As pot legalization spreads, women are taking over more roles in the industry. There are female cannabis doctors, nurses, lawyers, chemists, chefs, marketers, investors, accountants and professors. The marijuana trade offers women a shortcut to get ahead in many avenues, and women in turn are helping to organize it as a viable business. Mary Lynn Mathre founded and is president of the American Cannabis Nurses Association (ACNA), a national organization with 315 members — 271 of whom are women. ACNA board member and director Eloise Theisen in Lafayette, California, created her own medical cannabis treatment clinic, Green Health Consultants. Emily Paxhia analyzes the cannabis financial marketplaces as a founding partner at the marijuana investment firm Poseidon Asset Management. Meghan Larson created Adistry, the first digital video advertising platform for marijuana. Olivia Mannix and Jennifer DeFalco founded Cannabrand, a Colorado-based pot marketing company. In Berkeley, California, three female lawyers—Shabnam Malek, Amanda Conley and Lara Leslie DeCaro—started the National Cannabis Bar Association, and Conley and Malek also started Synchronicity Sisters, which hosts Bay Area “Tupperware parties” to sample pot products made by women for women.

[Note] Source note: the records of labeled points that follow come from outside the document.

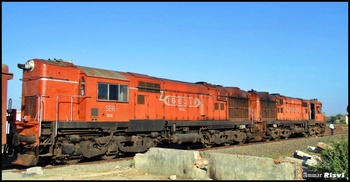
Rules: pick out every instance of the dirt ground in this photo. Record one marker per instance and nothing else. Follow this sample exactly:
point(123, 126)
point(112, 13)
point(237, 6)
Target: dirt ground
point(121, 170)
point(124, 169)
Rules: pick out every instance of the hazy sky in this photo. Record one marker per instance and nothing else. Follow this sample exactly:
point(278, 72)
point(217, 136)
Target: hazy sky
point(296, 49)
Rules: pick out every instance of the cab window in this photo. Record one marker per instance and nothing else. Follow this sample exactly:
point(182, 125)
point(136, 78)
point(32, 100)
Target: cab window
point(113, 92)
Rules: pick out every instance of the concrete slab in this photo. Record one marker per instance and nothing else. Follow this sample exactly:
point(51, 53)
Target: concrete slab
point(185, 164)
point(241, 167)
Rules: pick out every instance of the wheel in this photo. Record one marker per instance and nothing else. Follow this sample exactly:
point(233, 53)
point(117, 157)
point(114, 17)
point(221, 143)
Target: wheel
point(206, 145)
point(227, 144)
point(71, 161)
point(108, 157)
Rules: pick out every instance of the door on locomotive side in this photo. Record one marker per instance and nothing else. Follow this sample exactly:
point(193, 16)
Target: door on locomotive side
point(105, 95)
point(316, 110)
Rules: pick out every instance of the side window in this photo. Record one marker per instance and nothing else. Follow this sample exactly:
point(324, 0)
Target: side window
point(123, 93)
point(113, 92)
point(82, 86)
point(102, 91)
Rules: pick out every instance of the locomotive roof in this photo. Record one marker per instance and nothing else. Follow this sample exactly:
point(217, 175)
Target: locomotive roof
point(96, 72)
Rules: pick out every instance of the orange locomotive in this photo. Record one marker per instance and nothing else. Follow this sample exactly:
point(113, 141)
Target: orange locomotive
point(70, 112)
point(5, 76)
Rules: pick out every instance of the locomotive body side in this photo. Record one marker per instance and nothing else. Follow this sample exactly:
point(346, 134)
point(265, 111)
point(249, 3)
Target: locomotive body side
point(72, 112)
point(5, 76)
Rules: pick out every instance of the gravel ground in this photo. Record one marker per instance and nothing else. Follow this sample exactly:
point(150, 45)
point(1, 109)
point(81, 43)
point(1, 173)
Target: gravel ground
point(123, 170)
point(276, 149)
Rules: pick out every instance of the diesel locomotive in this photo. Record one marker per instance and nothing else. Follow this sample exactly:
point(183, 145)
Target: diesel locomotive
point(71, 112)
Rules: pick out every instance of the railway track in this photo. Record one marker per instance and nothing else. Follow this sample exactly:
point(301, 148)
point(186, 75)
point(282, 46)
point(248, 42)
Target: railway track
point(339, 130)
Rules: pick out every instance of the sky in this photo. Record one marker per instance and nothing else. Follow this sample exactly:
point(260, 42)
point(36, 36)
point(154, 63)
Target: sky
point(296, 49)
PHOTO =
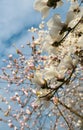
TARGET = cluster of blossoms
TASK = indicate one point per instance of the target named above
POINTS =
(49, 82)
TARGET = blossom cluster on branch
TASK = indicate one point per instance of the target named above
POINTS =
(48, 83)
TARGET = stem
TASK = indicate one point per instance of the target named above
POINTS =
(70, 109)
(64, 118)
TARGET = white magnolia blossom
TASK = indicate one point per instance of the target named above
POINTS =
(76, 9)
(55, 25)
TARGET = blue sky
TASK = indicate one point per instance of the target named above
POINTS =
(16, 17)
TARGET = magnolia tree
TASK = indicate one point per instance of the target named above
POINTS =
(44, 90)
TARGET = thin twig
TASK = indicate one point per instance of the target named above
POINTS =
(70, 109)
(64, 117)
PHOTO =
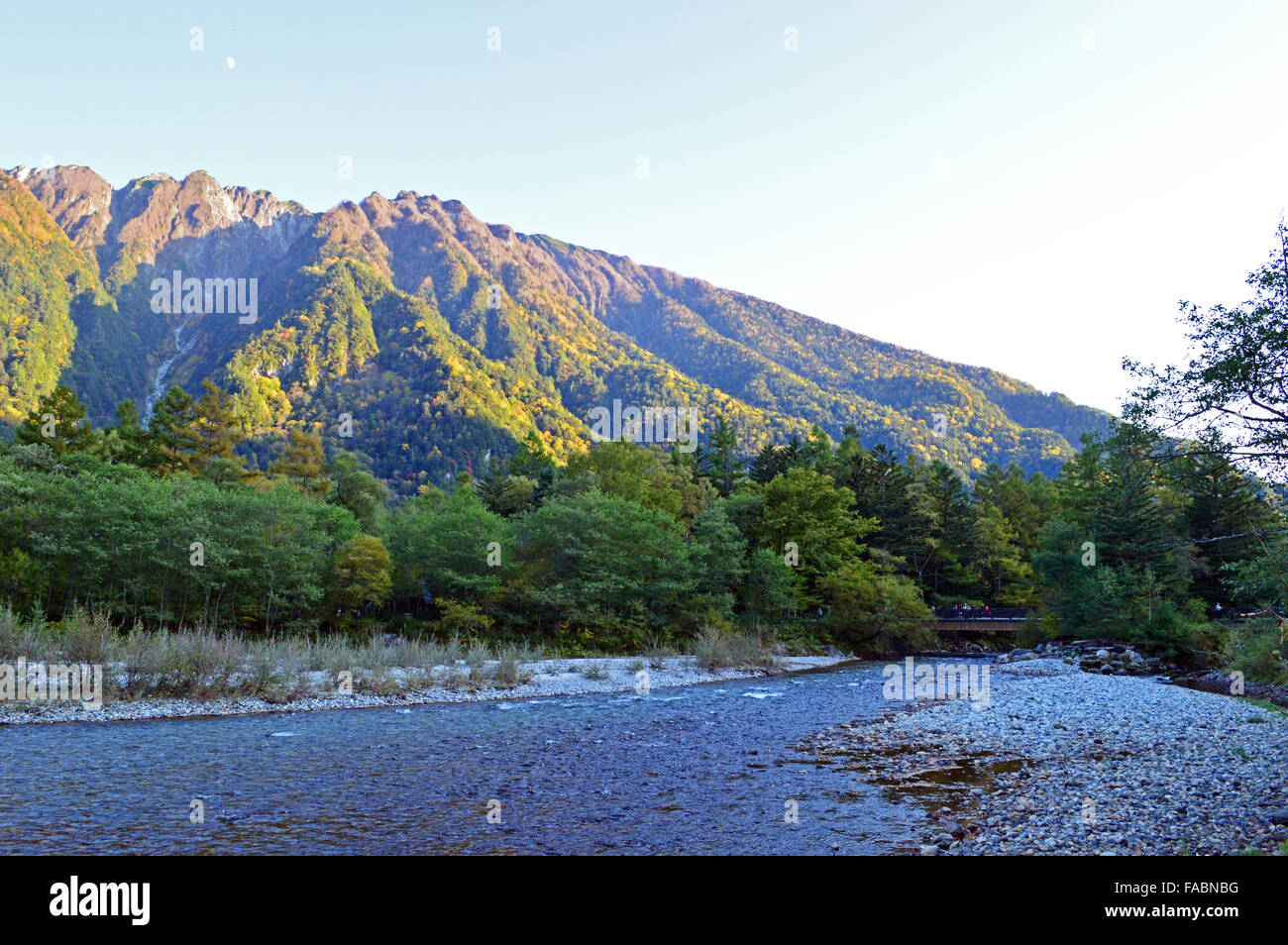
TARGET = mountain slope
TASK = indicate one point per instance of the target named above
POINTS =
(445, 339)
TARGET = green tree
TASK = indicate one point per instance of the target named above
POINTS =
(58, 421)
(361, 574)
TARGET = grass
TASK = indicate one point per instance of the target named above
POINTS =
(197, 664)
(715, 648)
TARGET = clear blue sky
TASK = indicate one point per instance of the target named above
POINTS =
(1017, 184)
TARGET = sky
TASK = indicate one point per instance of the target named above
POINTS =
(1025, 185)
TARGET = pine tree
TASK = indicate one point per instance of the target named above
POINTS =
(303, 463)
(767, 464)
(58, 421)
(170, 442)
(725, 468)
(215, 433)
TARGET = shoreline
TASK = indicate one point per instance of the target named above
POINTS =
(550, 678)
(1072, 763)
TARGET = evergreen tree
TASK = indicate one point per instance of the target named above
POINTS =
(170, 442)
(58, 421)
(303, 463)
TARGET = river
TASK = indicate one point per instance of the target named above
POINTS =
(696, 770)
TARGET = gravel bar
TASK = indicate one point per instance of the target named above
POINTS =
(1070, 763)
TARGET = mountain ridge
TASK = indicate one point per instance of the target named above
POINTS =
(452, 336)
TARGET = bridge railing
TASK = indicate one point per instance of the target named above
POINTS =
(980, 613)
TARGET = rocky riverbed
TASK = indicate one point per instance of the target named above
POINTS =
(548, 678)
(1074, 763)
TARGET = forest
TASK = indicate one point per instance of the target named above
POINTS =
(1149, 535)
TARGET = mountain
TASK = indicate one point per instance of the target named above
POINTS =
(438, 339)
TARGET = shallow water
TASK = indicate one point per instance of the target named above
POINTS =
(696, 770)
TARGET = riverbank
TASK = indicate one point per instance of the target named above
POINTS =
(546, 678)
(1072, 763)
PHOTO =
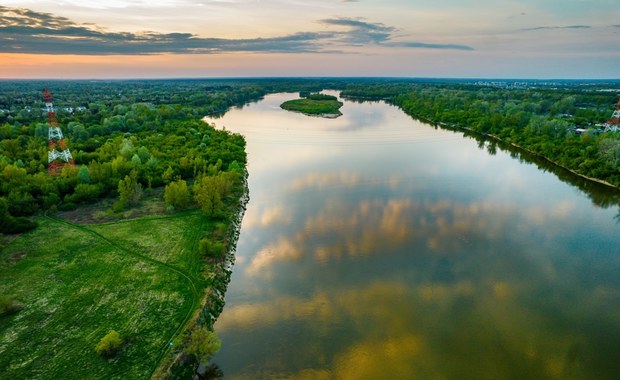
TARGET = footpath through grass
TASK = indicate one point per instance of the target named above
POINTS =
(141, 277)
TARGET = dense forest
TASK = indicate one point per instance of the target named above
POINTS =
(150, 132)
(123, 135)
(136, 139)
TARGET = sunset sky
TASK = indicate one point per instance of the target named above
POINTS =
(241, 38)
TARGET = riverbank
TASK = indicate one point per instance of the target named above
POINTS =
(91, 274)
(523, 149)
(211, 306)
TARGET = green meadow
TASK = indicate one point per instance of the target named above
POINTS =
(143, 278)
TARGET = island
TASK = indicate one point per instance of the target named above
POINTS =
(321, 105)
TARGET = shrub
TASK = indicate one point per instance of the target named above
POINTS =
(110, 344)
(9, 306)
(203, 344)
(212, 249)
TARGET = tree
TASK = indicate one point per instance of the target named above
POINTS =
(176, 194)
(209, 191)
(110, 344)
(129, 191)
(84, 174)
(203, 344)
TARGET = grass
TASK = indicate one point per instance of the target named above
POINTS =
(141, 277)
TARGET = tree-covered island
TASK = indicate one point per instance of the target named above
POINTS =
(321, 105)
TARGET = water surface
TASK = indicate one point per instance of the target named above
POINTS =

Among the most successful pot pioneers are the women who spot a void in the marketplace and fill it…. Maureen McNamara is starting a statewide certification program in Denver for people in the pot business. Many marijuana edible chefs take her Food Safety classes and her Sell Smart program is popular among marijuana retailers. She has been working directly with Colorado’s Marijuana Enforcement Division, and her curriculum has been approved to become the first certified responsible vendor program, much like those in the bar and alcohol business.
Cannabis science seems to be where women are making the most progress the fastest. Genifer Murray, a scientist who runs a Colorado cannabis testing facility called CannLabs, says she employs mostly women with advanced science degrees. “In a typical science, like environmental or medical, it would take them 20 to 30 years to become something,” she says. “We’re in the infancy. My scientists are going to be cannabis experts — some already are.”
Murray insists that women are better suited for the cannabis industry and will keep flocking to it. “This is a compassionate industry, for the most part, especially if you’re dealing with the medical side. The medical patients need time and consideration, and women are usually the better gender for that. The industry is flat-out geared for women.”